Deploying robotics in the fight against antimicrobial resistance


Tuesday, 18 May, 2021


Deploying robotics in the fight against antimicrobial resistance

Antimicrobial resistance (AMR) is a serious global problem that threatens a return to a time when bacterial infections were a major cause of mortality. The World Health Organization has declared AMR as one of the top 10 global public health threats facing humanity. Driven by a misuse and overuse of antimicrobials, AMR results in significant costs to global economies and could undermine some of modern medicine’s greatest successes.

AMR occurs when bacteria, viruses, fungi and parasites change over time so that they no longer respond to available medicines. This resistance is granted by genes, which can be acquired through mutation, accumulated and disseminated rapidly. Currently, the mortality rate of AMR infections is on track to reach 10 million deaths per year by 2050.

Surveillance is accepted as a core component of managing AMR, yet conventional, human-centric methods have changed very little since their conception and remain prohibitively costly and resource intense. The methods are burdened by high processing costs and slow turnaround times, making them incompatible with the high volumes of sampling required to accurately depict a population’s AMR status.

Technological, automated solutions to AMR surveillance are needed if we are to win the battle. Researchers are investigating the potential of robotics to modernise the way we monitor AMR.
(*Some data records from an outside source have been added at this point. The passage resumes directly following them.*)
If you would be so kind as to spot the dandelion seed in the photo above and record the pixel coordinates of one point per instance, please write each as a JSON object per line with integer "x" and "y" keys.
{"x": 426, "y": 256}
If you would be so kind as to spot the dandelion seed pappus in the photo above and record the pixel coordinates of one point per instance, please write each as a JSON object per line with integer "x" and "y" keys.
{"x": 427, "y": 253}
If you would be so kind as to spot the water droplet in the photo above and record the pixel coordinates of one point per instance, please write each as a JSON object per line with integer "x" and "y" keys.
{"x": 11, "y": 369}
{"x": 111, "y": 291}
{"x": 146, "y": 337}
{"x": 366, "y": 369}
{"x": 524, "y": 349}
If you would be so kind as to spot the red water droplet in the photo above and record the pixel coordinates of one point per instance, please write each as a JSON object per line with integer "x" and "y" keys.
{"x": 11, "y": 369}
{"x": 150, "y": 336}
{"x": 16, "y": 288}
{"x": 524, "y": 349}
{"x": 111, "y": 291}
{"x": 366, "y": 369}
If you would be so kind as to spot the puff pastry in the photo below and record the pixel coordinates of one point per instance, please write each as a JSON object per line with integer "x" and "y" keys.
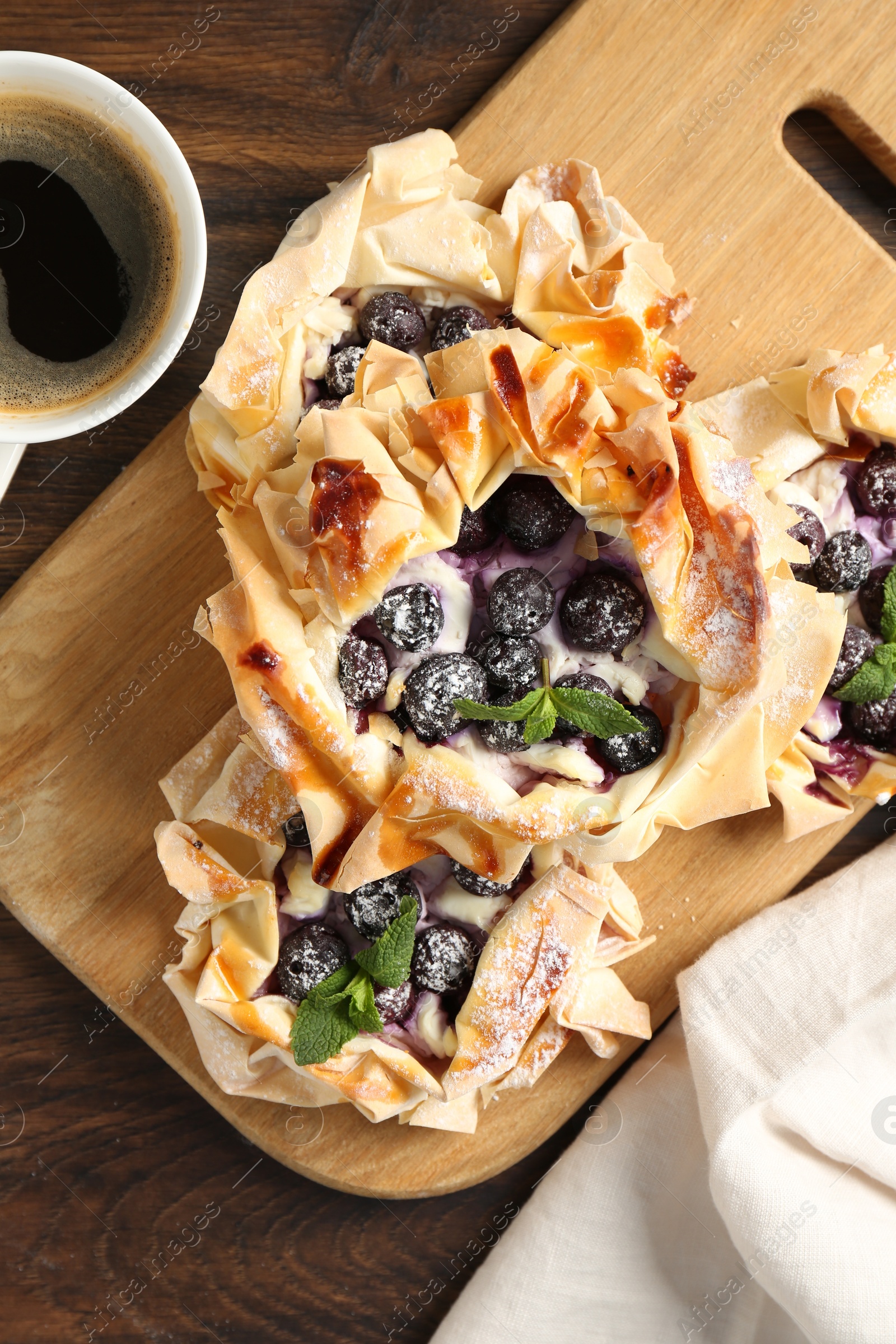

Dr Sam Abraham from Murdoch University’s Antimicrobial Resistance and Infectious Diseases (AMRID) Research Laboratory said that one of the key processes in managing AMR is surveillance.

“Surveillance requires the large-scale sampling of indicator organisms — bacteria such as E. coli, that are common to a wide variety of humans and animals and which typically don’t cause disease — to determine what antimicrobial resistances they are carrying, and whether these resistances are being detected more frequently,” Dr Abraham said.

“A consequence of continuing surveillance using conventional methods could mean that more serious but less frequently occurring resistances may be slipping through the cracks. If these highly important resistances are not being detected, the necessary research into combating them cannot be undertaken.”

AMRID is a cutting-edge ‘One Health’ research surveillance facility containing state-of-the-art molecular and non-molecular technologies. The facility’s disease surveillance covers the emergence of AMR in humans and animals.

Dr Abraham is leading a team of researchers investigating how to overcome the limitations to scalability when it comes to surveillance. The team has developed a high-throughput robotics platform called RASP (Robotic Antimicrobial Susceptibility Platform) to drastically increase processing power, cutting processing times by two-thirds, while maintaining or improving upon the quality of results generated by human technicians. The system automates the process of bacterial isolation, identification and antimicrobial susceptibility testing for customised combinations of drugs. This improves the ability to design surveillance to meet practically relevant objectives.

“This will be the next-generation approach to surveillance of antimicrobial resistance and could be applied to other areas of bacterial resistance,” Dr Abraham said.

“It is critical that researchers harness robotic platforms like RASP if we are to resist the current mortality trajectory of antimicrobial resistance.”

The Murdoch research team validated the platform via a series of experiments, with results published in the Journal of Antimicrobial Chemotherapy. RASP’s workflow was benchmarked against that of a contemporary laboratory. The paper explained that Experiment A compared RASP’s ability to achieve consistent minimum inhibitory concentrations (MICs) with that of a human technician across eight replicates for four E. coli isolates. Experiment B assessed RASP’s agreement with human-performed MICs across 91 E. coli isolates with a diverse range of AMR profiles. The RASP workflow was also applied to five faecal samples to demonstrate its real-world applicability, where a minimum of 47 E. coli per animal (239 total) were evaluated.

In the experiments, RASP was shown to be equivalent to an experienced human technician but proved superior in throughput, endurance and cost.

“It is critical that microbiology harnesses robotic platforms like RASP if we are to resist the current trajectory of AMR,” the authors wrote.